2. Next, what are rxFrame and rxBuffArray? The first one is of type enet_rx_frame_struct_t, which is defined in fsl_enet.h:

   typedef struct _enet_rx_frame_struct
   {
       enet_buffer_struct_t *rxBuffArray;
       ...
   } enet_rx_frame_struct_t;
   
   

   This allows us to see what is the type of rxBuffArray:

   typedef struct _enet_buffer_struct
   {
       void *buffer;
       uint16_t length;
   } enet_buffer_struct_t;
   
   

3. Finally, what is ethernetif->RxDataBuff? We find it declared in lwip/port/enet_ethernetif_kinetis.c as the static array in the function ethernetif0_init():

   SDK_ALIGN(static rx_buffer_t rxDataBuff_0[ENET_RXBUFF_NUM],
       FSL_ENET_BUFF_ALIGNMENT);
   ethernetif_0.RxDataBuff = &(rxDataBuff_0[0]);
   
   

   More precisely, RxDataBuff is a pointer to the first element of this array. This pointer therefore has the type rx_buffer_t*.

   That type itself is declared at the top of the same file as an aligned version of a uint8_t buffer:

   typedef uint8_t rx_buffer_t[SDK_SIZEALIGN(ENET_RXBUFF_SIZE,
       FSL_ENET_BUFF_ALIGNMENT)];
   
   

Now we can take a step back and think whether the idx calculation would be best done with the buffer itself, or a pointer to it.

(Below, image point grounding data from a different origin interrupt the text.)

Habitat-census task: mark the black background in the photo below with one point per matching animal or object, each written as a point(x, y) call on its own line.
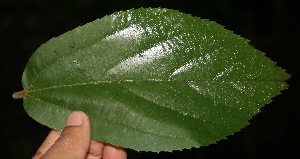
point(272, 26)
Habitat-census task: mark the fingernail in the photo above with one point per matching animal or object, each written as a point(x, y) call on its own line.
point(75, 119)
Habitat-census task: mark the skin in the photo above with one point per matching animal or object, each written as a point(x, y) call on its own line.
point(74, 142)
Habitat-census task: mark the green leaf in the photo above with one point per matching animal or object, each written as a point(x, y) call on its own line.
point(151, 80)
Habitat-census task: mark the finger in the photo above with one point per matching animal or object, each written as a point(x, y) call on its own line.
point(113, 152)
point(96, 150)
point(75, 139)
point(48, 142)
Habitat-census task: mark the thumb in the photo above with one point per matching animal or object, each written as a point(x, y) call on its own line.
point(75, 139)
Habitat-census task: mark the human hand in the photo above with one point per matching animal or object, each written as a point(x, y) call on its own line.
point(75, 142)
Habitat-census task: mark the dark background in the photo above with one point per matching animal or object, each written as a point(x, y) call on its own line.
point(272, 26)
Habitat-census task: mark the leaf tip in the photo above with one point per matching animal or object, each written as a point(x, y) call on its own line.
point(20, 94)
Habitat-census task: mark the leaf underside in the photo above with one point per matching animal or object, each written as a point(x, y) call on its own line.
point(151, 80)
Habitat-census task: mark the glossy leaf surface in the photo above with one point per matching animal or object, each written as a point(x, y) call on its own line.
point(151, 80)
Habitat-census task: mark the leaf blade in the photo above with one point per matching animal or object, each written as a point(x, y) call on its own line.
point(162, 82)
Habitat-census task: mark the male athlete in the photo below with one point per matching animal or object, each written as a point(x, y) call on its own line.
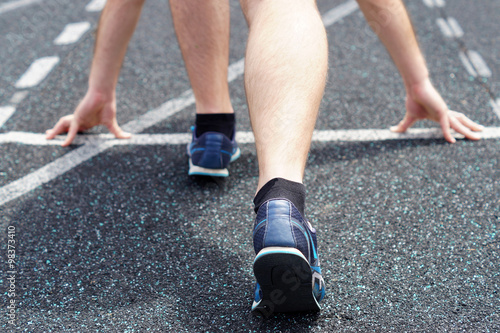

The calculation subtracts the following:

• rxFrame->rxBuffArray[index].buffer, of type void*, is a pointer to the memory location that stores the ethernet frame.

• ethernetif->RxDataBuff, of type rx_buffer_t*

The corrected code should pass the buffer pointer stored in .buffer, not the address of the .buffer field (omit the &):

handle->rxBuffFree(base, rxFrame->rxBuffArray[index].buffer,
    handle->userData, ringId);

Credit: This bug was found by KC on 7/31/2024.

Buffers not zero-initialized

Another bug in ethernetif0_init() in enet_ethernetif_kinetis.c: the ethernet buffer descriptor structs are declared static:

AT_NONCACHEABLE_SECTION_ALIGN(
    static enet_rx_bd_struct_t rxBuffDescrip_0[ENET_RXBD_NUM],
    FSL_ENET_BUFF_ALIGNMENT);
AT_NONCACHEABLE_SECTION_ALIGN(
    static enet_tx_bd_struct_t txBuffDescrip_0[ENET_TXBD_NUM],
    FSL_ENET_BUFF_ALIGNMENT);

The assumption is that since they are declared static, the descriptors will be zero-initialized at system startup. However, the macro AT_NONCACHEABLE_SECTION_ALIGN potentially places these descriptor in a special section that can bypass the zero-initialization, depending on the startup code and linker script.

In that case, we need to manually zero out these buffers. I put the following at the top of ethernetif_enet_init() in enet_ethernetif_kinetis.c:

// Buffer descriptors must be initialized to zero
memset(&ethernetif->RxBuffDescrip[0], 0x00, ENET_RXBD_NUM*sizeof(ethernetif->RxBuffDescrip[0]));
memset(&ethernetif->TxBuffDescrip[0], 0x00, ENET_TXBD_NUM*sizeof(ethernetif->TxBuffDescrip[0]));

Credit: This bug was also found by KC.